Canadian artist and educator (1901–1963)

Ada Gladys Killins (1901 - 1963) was a Canadian artist and educator.

The daughter of Robert Killins and Rachel Swick, she was born in Castor township, Lincoln County, Ontario. She attended teacher's college and began teaching art at Memorial School in Niagara Falls in 1924. For a number of years, she took art classes in summer at the Ontario College of Art. She also took private lessons with Franz Johnston and later took summer classes with Carl Schaefer on Lake Couchiching between 1935 and 1938. In 1947, she retired from teaching to paint full-time, moving into a cabin near Orangeville.

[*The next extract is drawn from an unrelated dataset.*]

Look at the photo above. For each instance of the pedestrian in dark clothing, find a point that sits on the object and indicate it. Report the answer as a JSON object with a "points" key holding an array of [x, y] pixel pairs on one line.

Killins was a member of the Canadian Society of Painters in Water Colour and exhibited with them regularly. In 1939, her work was shown at the Canadian National Exhibition in Toronto and one of her paintings was included in the Canadian pavilion at the 1939 New York World's Fair. In 1942, fifteen of her paintings were included in the exhibition "Four Canadian Painters" at the Art Gallery of Ontario. She is best-known for her landscapes in watercolour.

In 1963, she was murdered in Castleton, Ontario, by her brother Robert Killins. During that attack, Robert also killed his pregnant estranged wife, Florence, his pregnant daughter Pearl Campbell, and Patsy, Florence's six year old daughter. Pearl's husband Fred, Florence's partner Tom Major, and neighbor Peter Miller were wounded.